OFM

South Africa;
- Broadcast area: Central South Africa
- Branding: OFM 94 – 97

Programming
- Format: Adult Contemporary

Ownership
- Sister stations: Algoa FM

History
- First air date: 1986
- Former call signs: Radio Oranje

Links
- Website: www.ofm.co.za

= OFM (South Africa) =

OFM is a regional radio station based in Bloemfontein, South Africa.

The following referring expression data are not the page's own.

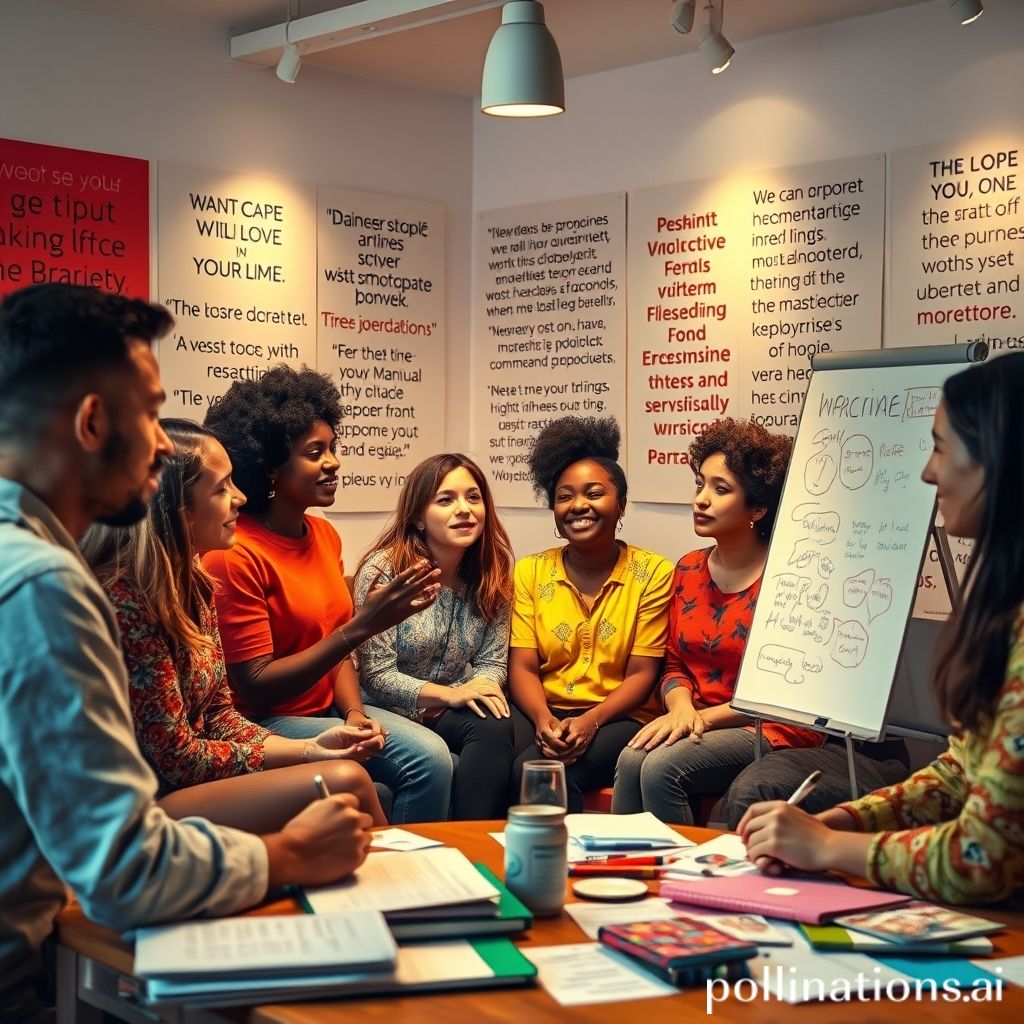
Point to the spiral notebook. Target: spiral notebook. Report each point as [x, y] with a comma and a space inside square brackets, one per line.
[812, 901]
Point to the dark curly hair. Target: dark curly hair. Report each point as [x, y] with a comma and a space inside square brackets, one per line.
[570, 439]
[756, 457]
[259, 421]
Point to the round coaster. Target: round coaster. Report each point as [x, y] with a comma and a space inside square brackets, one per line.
[610, 890]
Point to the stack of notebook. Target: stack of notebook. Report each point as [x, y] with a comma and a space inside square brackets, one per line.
[427, 894]
[347, 944]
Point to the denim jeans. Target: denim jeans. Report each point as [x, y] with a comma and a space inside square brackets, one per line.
[415, 765]
[778, 773]
[668, 779]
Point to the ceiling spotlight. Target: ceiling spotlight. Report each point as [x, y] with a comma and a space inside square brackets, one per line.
[967, 10]
[716, 48]
[682, 15]
[289, 65]
[522, 72]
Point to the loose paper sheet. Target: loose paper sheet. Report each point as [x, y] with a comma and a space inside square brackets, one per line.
[403, 882]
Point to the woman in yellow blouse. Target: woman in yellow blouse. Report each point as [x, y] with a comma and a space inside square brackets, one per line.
[954, 830]
[590, 619]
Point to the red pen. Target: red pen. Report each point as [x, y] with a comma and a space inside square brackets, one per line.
[628, 861]
[577, 870]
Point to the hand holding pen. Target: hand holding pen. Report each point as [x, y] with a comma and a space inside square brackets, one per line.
[777, 834]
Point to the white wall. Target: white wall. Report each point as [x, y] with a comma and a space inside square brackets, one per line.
[77, 80]
[867, 85]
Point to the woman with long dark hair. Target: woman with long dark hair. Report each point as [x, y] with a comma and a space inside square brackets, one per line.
[954, 830]
[590, 617]
[210, 760]
[699, 744]
[446, 666]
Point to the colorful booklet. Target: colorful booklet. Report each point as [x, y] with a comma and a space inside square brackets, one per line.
[837, 939]
[920, 922]
[813, 901]
[682, 950]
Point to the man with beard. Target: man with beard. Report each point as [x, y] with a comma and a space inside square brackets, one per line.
[81, 441]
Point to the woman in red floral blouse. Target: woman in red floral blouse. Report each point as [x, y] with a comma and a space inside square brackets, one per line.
[203, 751]
[699, 744]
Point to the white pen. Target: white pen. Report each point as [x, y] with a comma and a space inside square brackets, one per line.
[804, 790]
[322, 791]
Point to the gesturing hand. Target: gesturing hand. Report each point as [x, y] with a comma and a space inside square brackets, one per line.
[349, 741]
[477, 692]
[360, 720]
[411, 591]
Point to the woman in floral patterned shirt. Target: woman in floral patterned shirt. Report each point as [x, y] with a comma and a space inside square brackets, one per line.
[203, 751]
[954, 830]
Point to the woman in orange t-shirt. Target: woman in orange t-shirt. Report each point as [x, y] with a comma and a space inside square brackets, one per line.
[286, 612]
[699, 744]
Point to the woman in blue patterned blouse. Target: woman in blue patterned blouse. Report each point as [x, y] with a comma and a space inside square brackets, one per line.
[445, 667]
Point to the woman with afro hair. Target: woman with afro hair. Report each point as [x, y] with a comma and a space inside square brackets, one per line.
[699, 744]
[589, 621]
[285, 609]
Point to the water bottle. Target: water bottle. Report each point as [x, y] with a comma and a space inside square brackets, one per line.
[536, 866]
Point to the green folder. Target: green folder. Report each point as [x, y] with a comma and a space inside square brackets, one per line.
[509, 966]
[836, 938]
[441, 923]
[454, 923]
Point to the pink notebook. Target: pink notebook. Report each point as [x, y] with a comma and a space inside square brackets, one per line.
[811, 901]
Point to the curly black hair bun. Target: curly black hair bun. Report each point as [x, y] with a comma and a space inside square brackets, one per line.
[259, 421]
[569, 439]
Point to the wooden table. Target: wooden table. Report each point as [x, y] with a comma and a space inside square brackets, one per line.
[85, 947]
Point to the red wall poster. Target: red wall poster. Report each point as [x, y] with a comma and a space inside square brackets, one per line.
[75, 217]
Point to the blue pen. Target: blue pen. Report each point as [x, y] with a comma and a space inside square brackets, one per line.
[602, 843]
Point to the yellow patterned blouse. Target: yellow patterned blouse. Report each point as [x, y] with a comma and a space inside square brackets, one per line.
[954, 830]
[584, 654]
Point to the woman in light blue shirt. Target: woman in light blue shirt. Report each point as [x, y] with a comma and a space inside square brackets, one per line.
[445, 666]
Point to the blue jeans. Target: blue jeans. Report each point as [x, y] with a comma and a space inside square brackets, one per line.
[415, 765]
[668, 779]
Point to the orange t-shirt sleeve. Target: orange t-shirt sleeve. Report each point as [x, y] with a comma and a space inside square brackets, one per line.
[242, 606]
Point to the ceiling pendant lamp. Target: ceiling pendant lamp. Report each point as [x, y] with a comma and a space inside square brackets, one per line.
[716, 48]
[967, 10]
[522, 72]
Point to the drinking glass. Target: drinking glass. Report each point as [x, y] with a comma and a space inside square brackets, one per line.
[544, 782]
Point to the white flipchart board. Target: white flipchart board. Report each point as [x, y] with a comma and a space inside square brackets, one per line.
[846, 551]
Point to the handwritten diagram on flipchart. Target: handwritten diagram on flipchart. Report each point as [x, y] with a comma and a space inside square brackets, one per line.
[846, 551]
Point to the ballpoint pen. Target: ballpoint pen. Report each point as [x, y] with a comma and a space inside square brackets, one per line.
[805, 788]
[612, 861]
[602, 843]
[586, 870]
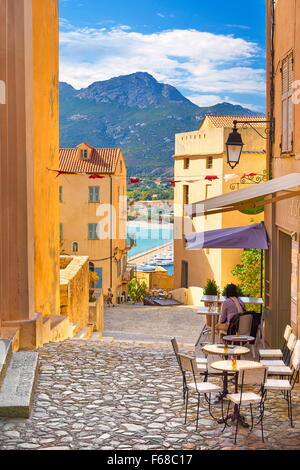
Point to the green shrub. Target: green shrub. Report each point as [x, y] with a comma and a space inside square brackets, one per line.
[211, 288]
[136, 291]
[238, 288]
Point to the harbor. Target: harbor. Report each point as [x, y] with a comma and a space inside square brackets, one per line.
[157, 256]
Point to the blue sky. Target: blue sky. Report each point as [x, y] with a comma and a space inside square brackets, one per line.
[211, 51]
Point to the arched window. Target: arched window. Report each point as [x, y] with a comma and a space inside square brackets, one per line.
[75, 247]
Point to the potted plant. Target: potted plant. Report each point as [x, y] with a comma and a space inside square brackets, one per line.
[211, 288]
[238, 288]
[136, 290]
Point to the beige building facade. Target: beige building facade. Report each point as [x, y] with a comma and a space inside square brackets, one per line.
[283, 218]
[93, 212]
[202, 154]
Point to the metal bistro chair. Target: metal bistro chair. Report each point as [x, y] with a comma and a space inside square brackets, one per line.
[278, 353]
[189, 368]
[284, 364]
[244, 329]
[253, 376]
[201, 366]
[287, 386]
[199, 360]
[260, 337]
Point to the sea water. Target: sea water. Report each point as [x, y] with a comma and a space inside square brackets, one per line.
[148, 236]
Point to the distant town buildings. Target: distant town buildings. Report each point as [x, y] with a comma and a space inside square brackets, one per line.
[93, 212]
[199, 155]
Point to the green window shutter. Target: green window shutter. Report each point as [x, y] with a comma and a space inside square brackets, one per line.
[93, 232]
[94, 194]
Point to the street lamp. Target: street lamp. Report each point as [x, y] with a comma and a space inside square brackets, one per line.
[235, 144]
[234, 147]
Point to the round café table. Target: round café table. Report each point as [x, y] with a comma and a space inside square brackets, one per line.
[238, 339]
[215, 315]
[226, 368]
[237, 351]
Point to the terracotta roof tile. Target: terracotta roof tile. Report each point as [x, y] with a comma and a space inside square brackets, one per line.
[101, 161]
[227, 121]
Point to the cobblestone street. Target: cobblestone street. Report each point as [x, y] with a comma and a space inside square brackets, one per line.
[109, 395]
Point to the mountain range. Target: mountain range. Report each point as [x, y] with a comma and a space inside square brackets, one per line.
[136, 113]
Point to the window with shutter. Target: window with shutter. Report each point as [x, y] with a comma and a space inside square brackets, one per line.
[94, 194]
[287, 104]
[92, 232]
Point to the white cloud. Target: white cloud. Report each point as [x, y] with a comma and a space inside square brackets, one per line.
[205, 100]
[211, 100]
[166, 16]
[188, 59]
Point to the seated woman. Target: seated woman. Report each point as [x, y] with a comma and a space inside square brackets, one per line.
[230, 308]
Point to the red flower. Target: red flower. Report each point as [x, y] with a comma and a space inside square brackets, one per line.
[135, 180]
[249, 175]
[96, 176]
[211, 178]
[63, 173]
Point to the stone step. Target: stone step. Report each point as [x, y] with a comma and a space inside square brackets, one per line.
[84, 332]
[74, 328]
[17, 389]
[60, 328]
[96, 335]
[5, 356]
[11, 334]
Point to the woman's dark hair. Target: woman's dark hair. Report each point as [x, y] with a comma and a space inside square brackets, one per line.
[231, 291]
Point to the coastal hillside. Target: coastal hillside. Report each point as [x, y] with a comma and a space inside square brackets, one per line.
[134, 112]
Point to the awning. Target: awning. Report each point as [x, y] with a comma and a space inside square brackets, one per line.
[250, 236]
[250, 197]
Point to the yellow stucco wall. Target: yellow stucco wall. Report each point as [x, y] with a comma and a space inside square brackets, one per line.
[74, 290]
[46, 155]
[214, 263]
[76, 212]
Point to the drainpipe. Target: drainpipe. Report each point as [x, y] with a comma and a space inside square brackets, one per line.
[272, 89]
[111, 232]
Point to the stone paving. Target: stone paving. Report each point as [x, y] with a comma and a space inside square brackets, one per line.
[112, 395]
[137, 322]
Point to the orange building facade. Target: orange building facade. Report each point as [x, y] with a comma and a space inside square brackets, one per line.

It was originally a split of Radio Highveld, and began broadcasting under the name Radio Oranje (Radio Orange – after the Orange Free State, its home province) in 1986.

==Footprint==

OFM covers four provinces – the Free State, the North West province, Gauteng and the Northern Cape. In 2005, it commenced broadcasts into the Vaal Triangle area. It broadcasts in English and Afrikaans, in an adult contemporary format. OFM runs a full news service, broadcasting up to 14 news bulletins daily. OFM is a commercial radio station licensed by ICASA. The head office is situated in Bloemfontein. In 2024 its listenership was 216 000.

==Ownership==

It was privatised in 1996 after the South African Broadcasting Corporation decided to sell off its commercial regional stations. Current owners are African Media Entertainment (75%) and Kagiso Media (24.9%).